Context SpaceX submitted its S‑1 prospectus to the U.S. Securities and Exchange Commission, confirming a plan to list on Nasdaq under the ticker SPCX, likely in June. The filing marks the first time the company disclosed detailed financials publicly, offering investors a view of its revenue streams, cost structure, and governance.

Key Facts - The company aims to raise up to $75 bn, a figure that would eclipse the $63 bn raised by Saudi Aramco in 2019, positioning the offering as the largest initial public offering on record. - Total revenue for 2025 reached $18.7 bn, while operating losses of $2.6 bn reflected heavy investment in next‑generation rockets and artificial‑intelligence infrastructure. - Starlink, the satellite‑internet arm, generated $11.4 bn in 2025, a 48% year‑on‑year increase, and delivered $4.4 bn of operating income, making it the primary profit centre. - The AI segment, including xAI and the X platform, posted $3.2 bn in revenue but a $6.4 bn operating loss, driven by $12.7 bn in capital spending on data‑center capacity. - Musk will retain roughly 42% of the company’s equity but 79% of voting power thanks to a dual‑class share structure that gives each class a different vote count per share. - SpaceX estimates a total addressable market of $28.5 tn across its launch, satellite, and AI businesses, excluding China and Russia.

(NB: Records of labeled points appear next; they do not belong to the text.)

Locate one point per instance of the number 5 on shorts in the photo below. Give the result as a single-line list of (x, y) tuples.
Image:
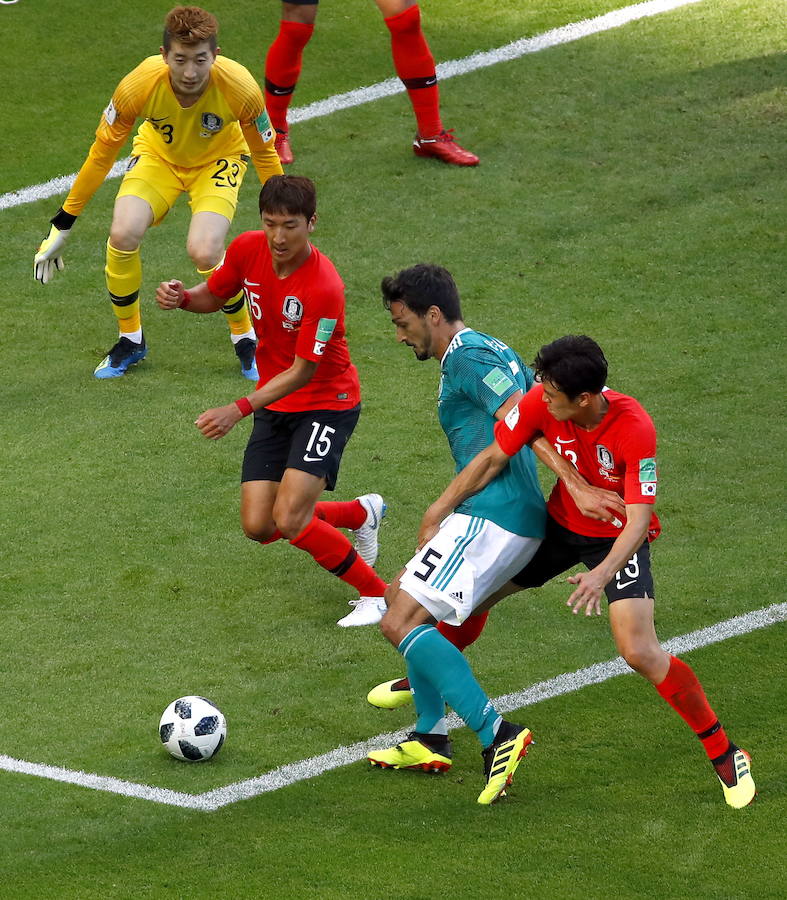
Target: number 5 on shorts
[(427, 562)]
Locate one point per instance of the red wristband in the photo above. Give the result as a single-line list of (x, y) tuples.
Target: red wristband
[(244, 405)]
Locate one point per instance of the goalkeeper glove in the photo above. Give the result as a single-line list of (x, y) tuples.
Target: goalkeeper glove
[(48, 259)]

What It Means The IPO could inject capital sufficient to fund SpaceX’s ambitious roadmap, which includes deploying AI‑compute satellites by 2028 and scaling orbital solar power to meet AI demand. Retaining a super‑majority of voting rights ensures Musk can steer strategic decisions without shareholder opposition, a feature that may attract investors seeking stable leadership but deter those demanding equal governance.

Market participants will watch the pricing of SPCX shares, the final allocation of voting versus non‑voting stock, and the reaction of institutional investors to the dual‑class model. Analysts will also compare the valuation implied by the $75 bn raise to SpaceX’s $28.5 tn market opportunity, assessing whether the price reflects realistic growth prospects.

Looking ahead, the June listing will reveal how the market prices SpaceX’s blend of high‑growth satellite internet and capital‑intensive AI ambitions, and whether investors accept Musk’s concentrated control as a trade‑off for potential upside.